What Is Showing a Property?
Showing a property means scheduling and conducting viewings for prospective tenants or buyers. You walk them through the unit, highlight features, answer questions, and collect applications or offers. Effective showings require a rent-ready property, clear scheduling, and follow-up. For rentals, pre-qualify applicants when possible to avoid wasted showings.

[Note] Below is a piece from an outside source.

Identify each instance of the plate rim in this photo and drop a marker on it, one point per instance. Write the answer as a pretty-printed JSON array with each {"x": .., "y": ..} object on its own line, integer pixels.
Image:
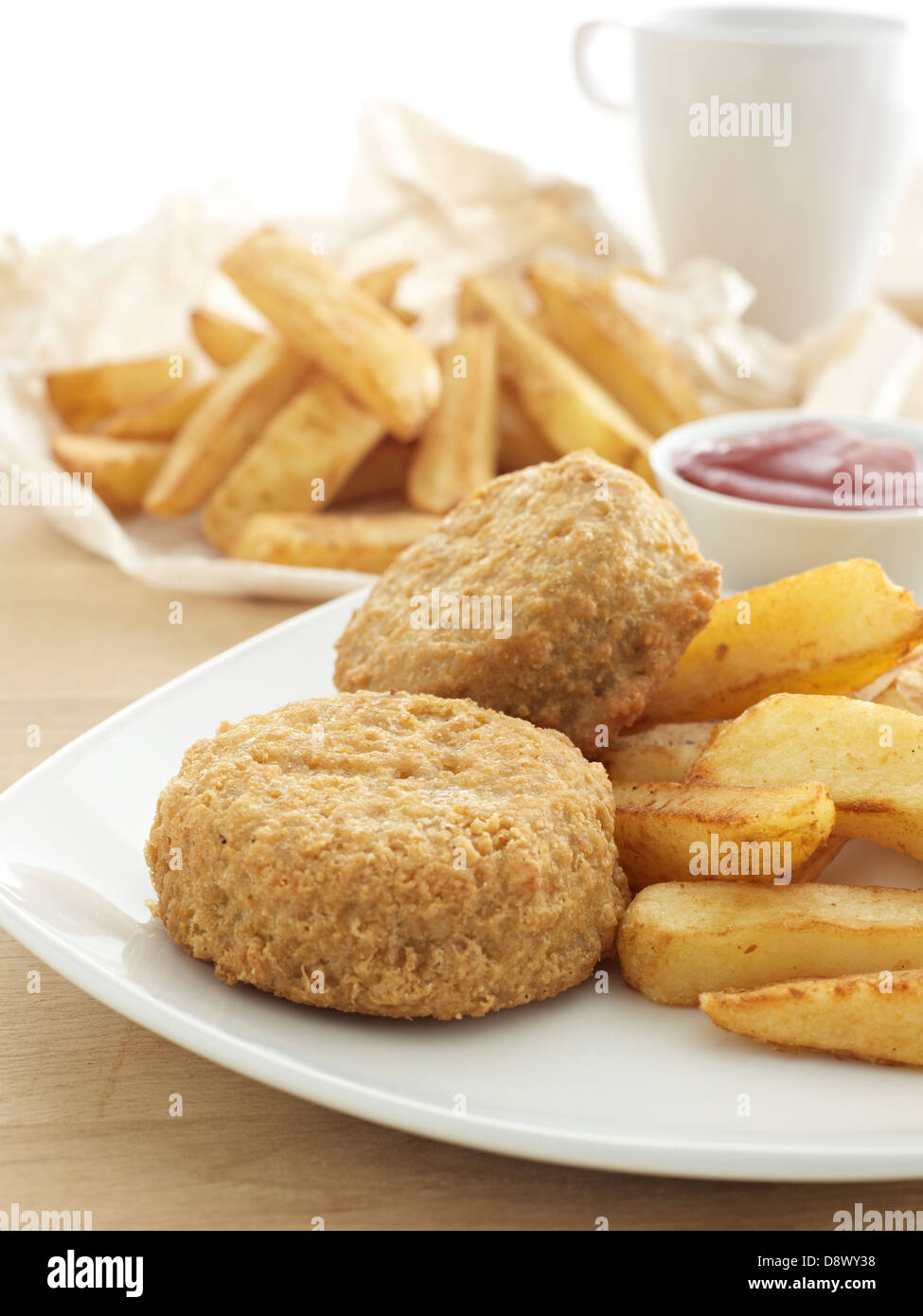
[{"x": 666, "y": 1156}]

Showing a property is the act of walking prospective tenants or buyers through a vacant or listed unit to allow them to view it before applying or making an offer.
At a Glance
- What it is: A scheduled viewing of a property by a prospective tenant or buyer
- Why it matters: First impression; poor showings lose qualified applicants
- Preparation: Property clean, lights on, temperature comfortable
- Safety: Meet in public first, or bring someone; don't show alone to strangers
- Follow-up: Send application link or next steps within 24 hours
How It Works
Scheduling. Use a scheduling tool (Calendly, Showings.com) or coordinate via text/email. Block specific time slots. Confirm the day before. For rentals, ask basic pre-qualifying questions: income, move date, pets. Avoid fair housing violations—don't ask about family, religion, or origin.

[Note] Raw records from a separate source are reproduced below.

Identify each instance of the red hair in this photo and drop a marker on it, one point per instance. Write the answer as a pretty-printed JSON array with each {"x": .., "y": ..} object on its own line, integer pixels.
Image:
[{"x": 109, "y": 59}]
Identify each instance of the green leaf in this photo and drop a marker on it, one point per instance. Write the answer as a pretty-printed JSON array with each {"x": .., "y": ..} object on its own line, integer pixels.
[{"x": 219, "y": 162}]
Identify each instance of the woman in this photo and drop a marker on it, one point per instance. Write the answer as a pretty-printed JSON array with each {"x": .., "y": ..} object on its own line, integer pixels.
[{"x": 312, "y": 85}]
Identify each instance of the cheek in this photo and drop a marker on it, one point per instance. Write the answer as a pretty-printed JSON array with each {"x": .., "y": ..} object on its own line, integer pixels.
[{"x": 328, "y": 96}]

During the showing. Arrive early. Turn on lights, adjust temperature. Walk the applicant through each room. Point out features: storage, appliances, yard. Answer questions. Note their interest level. Provide the rental-application link or paper form before they leave.

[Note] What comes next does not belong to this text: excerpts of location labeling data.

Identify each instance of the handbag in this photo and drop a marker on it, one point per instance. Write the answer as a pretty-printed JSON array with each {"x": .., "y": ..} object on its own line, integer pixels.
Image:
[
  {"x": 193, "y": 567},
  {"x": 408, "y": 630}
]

After. Send a follow-up within 24 hours. "Thanks for viewing. Here's the application link." If they're interested, move quickly—good tenants get multiple offers.
Real-World Example
Sophia in Columbus. Sophia showed a $1,450/month duplex to 6 applicants over 4 days. She pre-qualified by text: "Income 3x rent? Move date within 30 days?" Three didn't qualify; she didn't waste time showing. For the 6 showings, she had the unit spotless, lights on, AC running. She handed each applicant a one-page sheet with rent, deposit, and application link. Four applied. She ran screening on the top two and signed a lease with the first within 5 days.
Pros & Cons
- Converts interested applicants into signed leases
- In-person viewings build rapport and answer questions
- Pre-qualifying reduces wasted showings
- Professional presentation increases application rate
- Showings take time—schedule efficiently
- No-shows happen—confirm and overbook slightly
- Safety risk with strangers—meet in pairs or public first
Watch Out
- Safety: Don't show alone to someone you've never met. Meet at the property with a colleague, or do a video tour first. Trust your instincts.
- Fair housing: Don't steer applicants or make comments about who would "fit" the neighborhood. Show to everyone who meets your stated criteria.
- No-shows: Confirm the day before. If they don't show, move on. Don't chase.
Ask an Investor
The Takeaway
Showings convert interest into applications. Prepare the property, pre-qualify when possible, and follow up fast. A clean, professional showing increases your chance of landing a quality tenant.